SANTA FE — New Mexico is well positioned to transform the high school experience and outcomes with an expansion of educational pathways to college and career, according to a report released Feb. 9 by the New Mexico Public Education Department and the Los Alamos National Laboratory Foundation.

The New Mexico Comprehensive College and Career Pathways Assessment Report highlights innovative practices already occurring in New Mexico schools and recommends parallel and interconnected actions that schools, districts, tribes and the state should take to expand these practices statewide.

Doing so would address college and career readiness requirements from the district court ruling in the Martinez and Yazzie Consolidated Lawsuit, which demanded improvements to public education in New Mexico, particularly for low-income students, Native American students, English-language learners and students with disabilities.

PED and LANL commissioned the report to identify and assess college and career readiness initiatives that have been implemented by schools, communities, the state and tribes.

“What New Mexico needs is an all-embracing strategy that weaves together promising local college and career-readiness practices that can be scaled up to every school,” said new PED Secretary Kurt Steinhaus.

The report recommends a comprehensive, three-pronged strategy to support college and career pathways for all students:

  • Career Technical Education — now in the sights for Rio Rancho Public Schools and its new CTE campus, to open in the fall of 2023 — must be incorporated into core academics so every student has access.
  • Every student must have access to work-based learning through internships and apprenticeships arranged by their schools through partnerships with employers. The result would be students graduating with work experience and contacts.
  • Every student must receive personalized support with attention to college and career advising and accelerated instruction in reading, writing and math.

“New Mexico is already doing some of these things and doing them well. But we know that when schools do all of these things together, graduation rates increase and college attendance rates increase,” said Alvin Warren, vice president of Career Pathways and Advocacy for the LANL Foundation.

The report recommends a four-year pilot program to expand comprehensive college and career pathways, building on strengths already present in the state.
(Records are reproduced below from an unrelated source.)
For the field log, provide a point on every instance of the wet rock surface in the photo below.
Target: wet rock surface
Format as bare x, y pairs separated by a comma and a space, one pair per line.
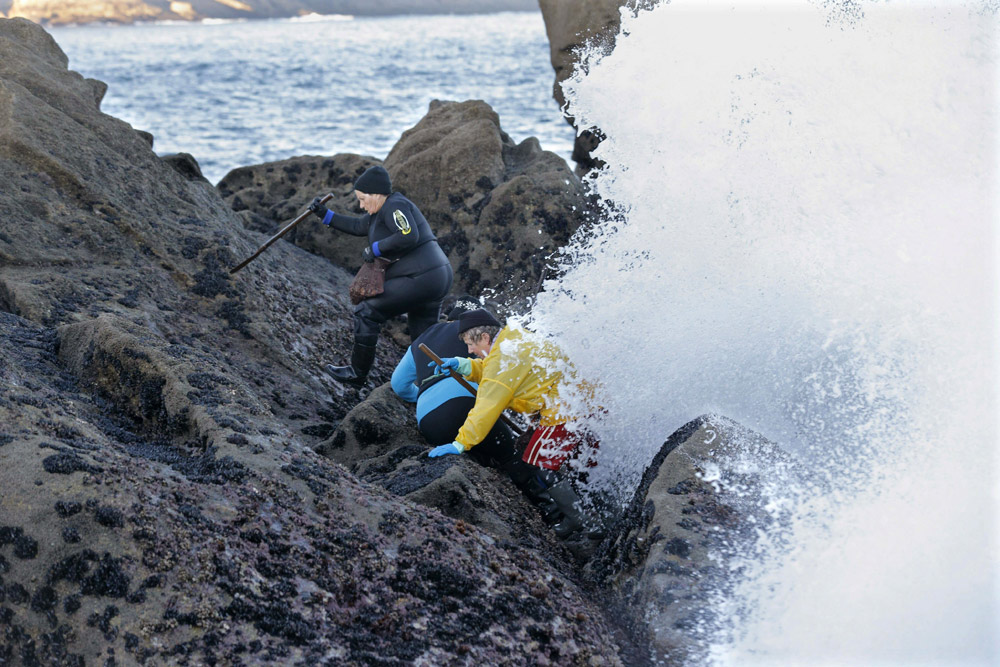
571, 27
700, 502
160, 499
180, 484
500, 210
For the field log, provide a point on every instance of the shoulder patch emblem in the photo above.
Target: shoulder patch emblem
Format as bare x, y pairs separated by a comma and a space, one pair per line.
402, 223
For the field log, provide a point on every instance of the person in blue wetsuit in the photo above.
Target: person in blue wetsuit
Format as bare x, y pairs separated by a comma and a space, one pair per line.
443, 406
442, 403
417, 279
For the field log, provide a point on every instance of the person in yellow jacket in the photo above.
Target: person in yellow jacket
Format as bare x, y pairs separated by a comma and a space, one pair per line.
515, 372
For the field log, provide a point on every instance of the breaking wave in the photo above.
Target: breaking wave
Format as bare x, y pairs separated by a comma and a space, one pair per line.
801, 235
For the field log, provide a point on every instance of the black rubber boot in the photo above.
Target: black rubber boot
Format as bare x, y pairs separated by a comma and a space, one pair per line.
362, 358
568, 502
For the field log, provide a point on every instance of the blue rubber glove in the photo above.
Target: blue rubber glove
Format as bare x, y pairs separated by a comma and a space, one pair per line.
461, 365
450, 448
Results of the pilot would guide the design of a statewide plan that shifts how education agencies and schools approach college and career preparation, and how students are supported throughout their education journey.

The findings come as the New Mexico Legislature is considering a new $10 million investment in expanding CTE.
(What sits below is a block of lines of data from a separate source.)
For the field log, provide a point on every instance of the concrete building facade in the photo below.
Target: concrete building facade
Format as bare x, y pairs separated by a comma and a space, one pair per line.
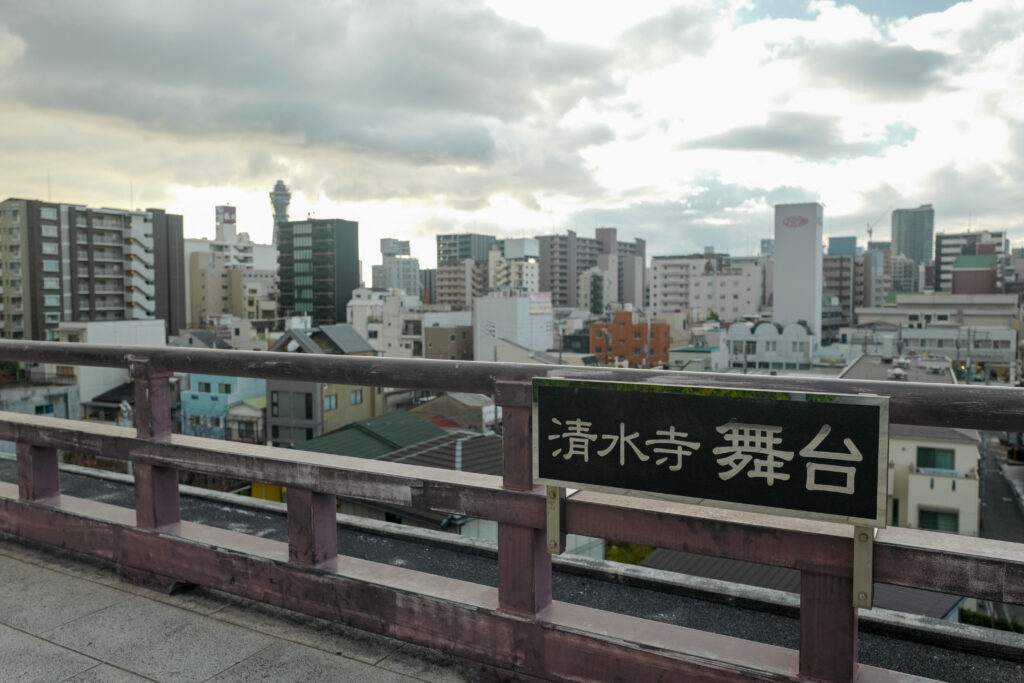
798, 255
65, 262
317, 267
912, 230
950, 245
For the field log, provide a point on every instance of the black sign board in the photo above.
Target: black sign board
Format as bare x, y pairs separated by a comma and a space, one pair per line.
803, 455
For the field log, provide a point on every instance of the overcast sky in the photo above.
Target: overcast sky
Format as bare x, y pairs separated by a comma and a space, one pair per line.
679, 123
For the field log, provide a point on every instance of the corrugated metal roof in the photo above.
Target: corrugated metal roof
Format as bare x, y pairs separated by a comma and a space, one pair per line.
975, 261
911, 600
376, 436
346, 338
935, 433
259, 402
460, 451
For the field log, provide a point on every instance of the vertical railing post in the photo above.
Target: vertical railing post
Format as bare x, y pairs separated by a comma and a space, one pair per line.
827, 627
312, 527
523, 562
157, 498
38, 476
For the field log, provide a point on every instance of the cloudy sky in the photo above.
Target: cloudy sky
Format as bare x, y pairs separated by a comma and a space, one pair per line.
679, 123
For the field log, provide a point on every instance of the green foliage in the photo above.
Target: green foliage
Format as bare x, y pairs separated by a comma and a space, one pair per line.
978, 619
628, 553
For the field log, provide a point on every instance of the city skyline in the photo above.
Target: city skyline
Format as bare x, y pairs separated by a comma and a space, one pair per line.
519, 121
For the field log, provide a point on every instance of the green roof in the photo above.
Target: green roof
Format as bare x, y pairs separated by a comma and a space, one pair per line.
976, 261
376, 436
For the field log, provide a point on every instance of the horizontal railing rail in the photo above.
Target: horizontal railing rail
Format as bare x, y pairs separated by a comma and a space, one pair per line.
966, 406
553, 640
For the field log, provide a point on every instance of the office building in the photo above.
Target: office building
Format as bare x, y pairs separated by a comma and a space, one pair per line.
512, 266
64, 262
842, 246
455, 249
798, 255
317, 267
526, 321
229, 274
839, 276
950, 245
563, 257
459, 284
911, 232
398, 269
281, 197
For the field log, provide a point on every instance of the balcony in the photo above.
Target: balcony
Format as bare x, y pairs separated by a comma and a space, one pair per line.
516, 628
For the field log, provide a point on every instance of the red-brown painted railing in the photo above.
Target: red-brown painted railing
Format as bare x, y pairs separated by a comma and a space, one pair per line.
547, 639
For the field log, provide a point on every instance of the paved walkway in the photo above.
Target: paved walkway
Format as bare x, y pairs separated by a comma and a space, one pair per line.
1000, 514
64, 617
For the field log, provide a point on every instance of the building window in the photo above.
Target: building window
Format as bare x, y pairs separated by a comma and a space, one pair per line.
936, 459
939, 521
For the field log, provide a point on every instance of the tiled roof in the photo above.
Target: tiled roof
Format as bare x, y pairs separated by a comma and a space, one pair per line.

This funding would provide direct support to districts, state charters and Bureau of Indian Education-funded high schools to implement career awareness and preparation programs. The goal is to give every New Mexico high school student access to rigorous, industry-aligned CTE and workplace experience.

More than 75 percent of New Mexico students involved in CTE have low incomes.

The funding request is included in the massive appropriations bill approved by the House of Representatives and now before the Senate.